The only thread I found that talked directly about this issue was from 6 years ago and said the problem was resolved but it seems to be a different issue I'm having. https://forum.pfsense.org/index.php?topic=18285.0

EDIT:/ One thing I've noticed that seems off is a lot of entries like this in the firewall log:

block/1000107060 Feb 8 12:01:19 lo0 192.168.1.1:519 192.168.1.10:59293 TCP:SA

Salmon

I don't know exactly what fixed this issue but I did this:

Disabled the firewall on both nodes (pfctl -d)
Turned off the DHCP service on both
Turned on the DHCP service on node1
Waited a long time (forgot about it so was probably around 10 minutes)
Turned on the DHCP service on node2
Waited about 2 minutes
Enabled firewall (pftcl -e)

Now the DHCP service is reporting normal operation and getting DHCP leases seems to work after failover.

cthomas

I have issues with this occasionally as well.
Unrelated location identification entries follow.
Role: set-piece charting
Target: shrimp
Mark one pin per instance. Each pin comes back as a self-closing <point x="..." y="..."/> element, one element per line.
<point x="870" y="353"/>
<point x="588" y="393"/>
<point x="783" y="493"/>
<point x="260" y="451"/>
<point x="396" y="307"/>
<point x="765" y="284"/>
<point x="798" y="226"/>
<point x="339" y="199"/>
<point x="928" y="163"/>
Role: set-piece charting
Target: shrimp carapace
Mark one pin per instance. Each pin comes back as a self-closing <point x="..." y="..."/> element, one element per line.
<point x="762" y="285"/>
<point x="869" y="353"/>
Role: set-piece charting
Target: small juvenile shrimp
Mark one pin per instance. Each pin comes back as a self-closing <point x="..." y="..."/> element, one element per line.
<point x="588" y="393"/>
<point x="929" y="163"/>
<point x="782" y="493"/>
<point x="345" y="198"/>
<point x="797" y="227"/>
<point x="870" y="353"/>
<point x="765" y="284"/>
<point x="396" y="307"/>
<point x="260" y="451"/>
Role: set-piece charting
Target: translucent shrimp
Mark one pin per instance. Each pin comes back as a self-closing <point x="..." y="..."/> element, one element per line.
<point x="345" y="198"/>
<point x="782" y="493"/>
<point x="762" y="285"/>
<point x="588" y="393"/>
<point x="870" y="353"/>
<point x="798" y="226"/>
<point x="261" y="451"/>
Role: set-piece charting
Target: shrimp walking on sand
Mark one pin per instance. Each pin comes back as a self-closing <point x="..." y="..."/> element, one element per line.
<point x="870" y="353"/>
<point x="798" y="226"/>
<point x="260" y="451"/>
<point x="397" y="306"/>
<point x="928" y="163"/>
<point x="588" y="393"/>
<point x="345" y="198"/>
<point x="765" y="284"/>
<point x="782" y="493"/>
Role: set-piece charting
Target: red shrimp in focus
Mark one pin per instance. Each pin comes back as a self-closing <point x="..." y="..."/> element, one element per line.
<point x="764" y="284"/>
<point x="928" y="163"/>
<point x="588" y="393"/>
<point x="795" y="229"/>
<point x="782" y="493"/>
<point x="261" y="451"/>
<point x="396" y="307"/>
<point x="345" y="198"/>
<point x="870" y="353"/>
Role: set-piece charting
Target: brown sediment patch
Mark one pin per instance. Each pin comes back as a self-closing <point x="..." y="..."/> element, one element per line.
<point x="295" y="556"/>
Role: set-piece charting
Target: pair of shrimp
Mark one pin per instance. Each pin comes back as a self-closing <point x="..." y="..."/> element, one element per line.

Generally speaking, shutting down the dhcpd service on both firewalls and bringing them back up one at a time, about 5-10 seconds apart seems to do the trick.

ljorgensen

It seems the DHCP failover does not work properly when a large amount of leases is in use.

Nico37

Another important point to check when using DHCP failover which can have an impact on the recover/normal mode is the adskew advertisement.
As mentionned on the GUI:

Ensure one machine's advskew<20 (and the other is >20).

On th virtual CARP IP I would check if the primary firewall respect this.
I previsouly had issues with the DHCP service going into recover mode because of this, since I set all the CARP on the primary node to skew 0 everything is stable.